Over the past few months, we have explored the concept of data literacy in an individual and organizational capacity. Organizations are being pushed to be more data-centric just to keep up with the world around them, and many of them are now being led by people who want to be more data-informed in the way they manage their organizations and plan for the future.
A quick look around the web will uncover a multitude of articles describing how to assess your organization's level of data literacy, or how to create a data literacy program. As we have noted, your organizational baseline is probably stronger than you think, and many of your employees already strongly value data and take admirable steps to protect and secure it, as well as to maintain its quality. (And to be candid, the notion that you are going to carve out time and resources for a training program like this, when so many organizations struggle with basic data management, strikes us as fanciful.)
Instead we thought we would mention some practical approaches that can contribute to organizational data literacy, without making a big deal or causing much disruption.
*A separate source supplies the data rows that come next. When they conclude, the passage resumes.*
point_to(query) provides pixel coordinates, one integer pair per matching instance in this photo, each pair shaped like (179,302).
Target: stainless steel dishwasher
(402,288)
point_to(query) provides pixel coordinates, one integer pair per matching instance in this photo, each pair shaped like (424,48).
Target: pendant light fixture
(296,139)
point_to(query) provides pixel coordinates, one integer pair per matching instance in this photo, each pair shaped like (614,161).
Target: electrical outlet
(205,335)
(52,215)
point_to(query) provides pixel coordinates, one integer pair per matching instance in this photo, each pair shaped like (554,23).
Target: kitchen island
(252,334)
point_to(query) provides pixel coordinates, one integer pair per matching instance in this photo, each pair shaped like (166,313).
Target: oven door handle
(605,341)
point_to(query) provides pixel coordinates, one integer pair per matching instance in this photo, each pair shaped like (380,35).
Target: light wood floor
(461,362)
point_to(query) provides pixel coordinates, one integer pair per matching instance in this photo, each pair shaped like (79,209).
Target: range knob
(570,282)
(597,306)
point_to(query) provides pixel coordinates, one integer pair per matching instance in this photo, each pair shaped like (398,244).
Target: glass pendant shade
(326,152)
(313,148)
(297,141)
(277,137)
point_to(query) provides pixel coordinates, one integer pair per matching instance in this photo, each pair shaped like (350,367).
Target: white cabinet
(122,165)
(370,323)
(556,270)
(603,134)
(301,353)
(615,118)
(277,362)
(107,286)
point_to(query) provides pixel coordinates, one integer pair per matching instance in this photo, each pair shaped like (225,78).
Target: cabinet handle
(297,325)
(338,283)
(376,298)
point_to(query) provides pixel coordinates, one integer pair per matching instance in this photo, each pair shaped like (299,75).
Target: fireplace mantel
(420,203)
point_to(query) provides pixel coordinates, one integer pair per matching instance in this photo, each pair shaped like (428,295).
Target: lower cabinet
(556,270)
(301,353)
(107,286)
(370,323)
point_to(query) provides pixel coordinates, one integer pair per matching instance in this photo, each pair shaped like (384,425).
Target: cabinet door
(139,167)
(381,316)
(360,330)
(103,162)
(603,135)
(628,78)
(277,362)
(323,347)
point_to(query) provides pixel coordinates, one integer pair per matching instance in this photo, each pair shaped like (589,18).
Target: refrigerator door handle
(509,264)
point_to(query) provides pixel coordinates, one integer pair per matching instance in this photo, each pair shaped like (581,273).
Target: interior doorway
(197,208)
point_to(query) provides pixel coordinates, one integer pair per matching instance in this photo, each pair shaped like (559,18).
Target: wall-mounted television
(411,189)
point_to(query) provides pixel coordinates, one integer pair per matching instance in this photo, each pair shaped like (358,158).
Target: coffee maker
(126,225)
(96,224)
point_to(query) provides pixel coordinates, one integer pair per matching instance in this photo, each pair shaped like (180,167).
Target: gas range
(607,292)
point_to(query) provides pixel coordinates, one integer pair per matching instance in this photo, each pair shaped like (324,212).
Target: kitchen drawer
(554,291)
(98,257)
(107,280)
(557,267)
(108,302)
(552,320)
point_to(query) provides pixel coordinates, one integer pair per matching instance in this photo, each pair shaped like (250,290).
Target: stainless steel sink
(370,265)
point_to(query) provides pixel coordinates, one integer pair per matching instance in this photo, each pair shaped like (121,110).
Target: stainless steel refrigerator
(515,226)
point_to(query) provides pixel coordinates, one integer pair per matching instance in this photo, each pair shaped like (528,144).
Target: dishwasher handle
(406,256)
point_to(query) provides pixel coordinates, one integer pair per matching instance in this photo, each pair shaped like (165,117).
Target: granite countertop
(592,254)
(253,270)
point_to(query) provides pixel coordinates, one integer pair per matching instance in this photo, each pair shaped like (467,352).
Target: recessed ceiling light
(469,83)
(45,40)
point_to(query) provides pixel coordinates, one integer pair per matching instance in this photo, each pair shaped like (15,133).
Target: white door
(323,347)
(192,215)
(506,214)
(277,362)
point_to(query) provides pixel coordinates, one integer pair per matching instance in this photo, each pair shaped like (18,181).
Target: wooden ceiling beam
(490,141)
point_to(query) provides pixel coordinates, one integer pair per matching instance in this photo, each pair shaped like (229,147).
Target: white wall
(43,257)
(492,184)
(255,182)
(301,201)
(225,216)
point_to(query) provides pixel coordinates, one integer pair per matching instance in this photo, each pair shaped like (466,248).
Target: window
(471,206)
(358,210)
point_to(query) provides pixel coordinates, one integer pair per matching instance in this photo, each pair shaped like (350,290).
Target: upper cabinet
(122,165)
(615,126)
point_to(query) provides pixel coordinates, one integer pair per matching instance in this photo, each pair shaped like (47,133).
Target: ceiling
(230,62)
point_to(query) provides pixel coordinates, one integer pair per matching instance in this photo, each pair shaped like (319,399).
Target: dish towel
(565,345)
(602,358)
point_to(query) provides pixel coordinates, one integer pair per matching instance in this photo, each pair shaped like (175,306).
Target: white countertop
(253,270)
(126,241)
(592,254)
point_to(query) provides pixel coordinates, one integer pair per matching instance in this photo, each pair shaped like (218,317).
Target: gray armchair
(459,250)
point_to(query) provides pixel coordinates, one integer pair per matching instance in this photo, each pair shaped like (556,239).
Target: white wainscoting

Many of these practices are part of our standard suite of data intelligence and data governance recommendations, and so they may sound somewhat familiar to regular readers.
In most cases, gaps in data literacy show up when analytics are developed and presented. Data consumers and users often have an emotional reaction to data, whether that is discomfort from having trouble interpreting data, or resistance to figures that fly in the face of expectations, or elation (or at least validation) when a trend seems to be positive. We can notice these reactions, and we can try to manage them. In our opinion, managing these emotional reactions is easier if they are anticipated at the beginning of the process – when data is originally requested – rather than closer to the end.
When a data request is made, is it tied to a business need? Does the request make clear what questions are being asked, or what problems are being addressed? If, as is often the case, data is used to provide a status update around a performance indicator, or to provide progress toward a goal, then do we have a complete understanding of what that indicator measures, orr how we decided on the goal? Is the data in question restricted, confidential, or in some way proprietary? If so, do we know whom it can be shared with, and in what form, and what might be done with it down the line? It is important to have a data request process in place.
Assuming these grounding steps have been taken, then we should be in a better position to interact with analytics and business intelligence deliverables. Often, the disconnect when presented with data is that what the numbers tell us – or what we in the moment think the numbers tell us – is at odds with our “lived experience” in our organization. Even the most functional teams are subject to episodes of groupthink and echo chambered agreement, so reflexively discounting data tends to be a bad practice; at the same time, that lived experience is real, and our coworkers are knowledgeable, so seeking a balance is usually helpful.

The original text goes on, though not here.